Never, ever in a million restless nights in my dorm room at Treadwell, staring up at the ceiling and wondering if I would ever find a boyfriend, did I imagine I would find a boy on the face of this planet as perfect for me as Felix.
“One of these days, however, I really hope you’ll tell me what’s going on in your life,” he said, playing with my fingers and looking at our entwined hands. “When you’re ready. You can trust me.”
“I will,” I promised.
That was January 15. When I arrived back at our building, I taped the cashier’s check I had obtained at the bank earlier that day for eighteen hundred dollars to Mr. Shin’s front door and hoped that we would never have to worry about paying rent late again. I stared at that envelope with hatred and admiration before I marched up the stairs to my apartment. I had paid the rent. All by myself. Maybe it was late, but it was still an accomplishment.
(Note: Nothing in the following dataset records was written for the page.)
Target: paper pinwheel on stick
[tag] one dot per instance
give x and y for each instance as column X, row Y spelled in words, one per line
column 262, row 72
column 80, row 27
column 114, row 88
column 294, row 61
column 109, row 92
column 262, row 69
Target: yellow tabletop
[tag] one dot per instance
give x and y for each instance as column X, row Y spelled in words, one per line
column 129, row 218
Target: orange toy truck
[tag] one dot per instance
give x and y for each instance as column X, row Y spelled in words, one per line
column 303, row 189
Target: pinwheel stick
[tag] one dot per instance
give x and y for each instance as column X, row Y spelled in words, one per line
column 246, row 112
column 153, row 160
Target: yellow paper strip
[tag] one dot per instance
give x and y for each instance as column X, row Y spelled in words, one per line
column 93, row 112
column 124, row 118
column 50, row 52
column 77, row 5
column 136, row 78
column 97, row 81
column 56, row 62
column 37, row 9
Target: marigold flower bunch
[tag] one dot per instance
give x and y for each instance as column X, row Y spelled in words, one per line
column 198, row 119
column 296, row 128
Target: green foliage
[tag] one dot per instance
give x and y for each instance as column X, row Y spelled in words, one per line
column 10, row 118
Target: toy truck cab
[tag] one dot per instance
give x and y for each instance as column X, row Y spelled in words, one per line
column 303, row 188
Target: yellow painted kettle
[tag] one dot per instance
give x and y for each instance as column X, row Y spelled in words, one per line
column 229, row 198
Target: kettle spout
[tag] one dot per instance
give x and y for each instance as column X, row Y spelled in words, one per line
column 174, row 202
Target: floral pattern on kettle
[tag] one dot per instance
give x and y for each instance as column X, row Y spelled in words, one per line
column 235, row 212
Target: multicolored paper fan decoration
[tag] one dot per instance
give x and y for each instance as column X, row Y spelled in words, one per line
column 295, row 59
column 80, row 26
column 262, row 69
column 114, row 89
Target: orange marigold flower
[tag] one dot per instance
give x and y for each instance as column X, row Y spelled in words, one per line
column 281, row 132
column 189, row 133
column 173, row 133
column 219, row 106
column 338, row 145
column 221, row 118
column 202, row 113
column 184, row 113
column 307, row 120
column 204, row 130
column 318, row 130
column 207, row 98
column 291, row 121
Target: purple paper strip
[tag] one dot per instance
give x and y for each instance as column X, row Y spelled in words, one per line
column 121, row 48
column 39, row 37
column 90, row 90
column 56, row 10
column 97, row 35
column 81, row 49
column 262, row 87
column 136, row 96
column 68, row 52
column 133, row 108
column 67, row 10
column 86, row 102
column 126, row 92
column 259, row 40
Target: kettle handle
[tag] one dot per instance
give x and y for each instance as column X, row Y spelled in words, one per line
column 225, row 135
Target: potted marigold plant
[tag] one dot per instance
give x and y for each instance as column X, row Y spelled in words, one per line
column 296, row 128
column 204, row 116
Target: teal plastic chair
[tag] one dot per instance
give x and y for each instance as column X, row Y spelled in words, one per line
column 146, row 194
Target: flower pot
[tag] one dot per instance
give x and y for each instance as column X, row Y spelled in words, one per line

On January 17, I made a point of waking up early and watching the morning news. It was the morning that Heather and her parents would be arriving at the Supreme Court in Arizona. I had forgotten about the time difference between Arizona and New York, and grew irritable that we only had two channels and neither had aired any major news stories by lunchtime when the court proceedings would presumably have been starting out West.
I was edgy all day, wondering if I was going to come home from work to find that my brother had been carried away by agents who somehow had known where we were hiding out this whole time. I had promised myself that after this court date, I would figure out what I wanted to say to Mama and Daddy and e-mail them. I had told Aaron about their assets being frozen, but I had told him that I had read it in the Wall Street Journal and not that I had seen Tony Michaels again. He seemed unconcerned, even when I added that True Heart and our other horses were most likely going to be sold at auction, along with our house, Daddy’s cars, our bedroom furniture, and everything else we had grown up with.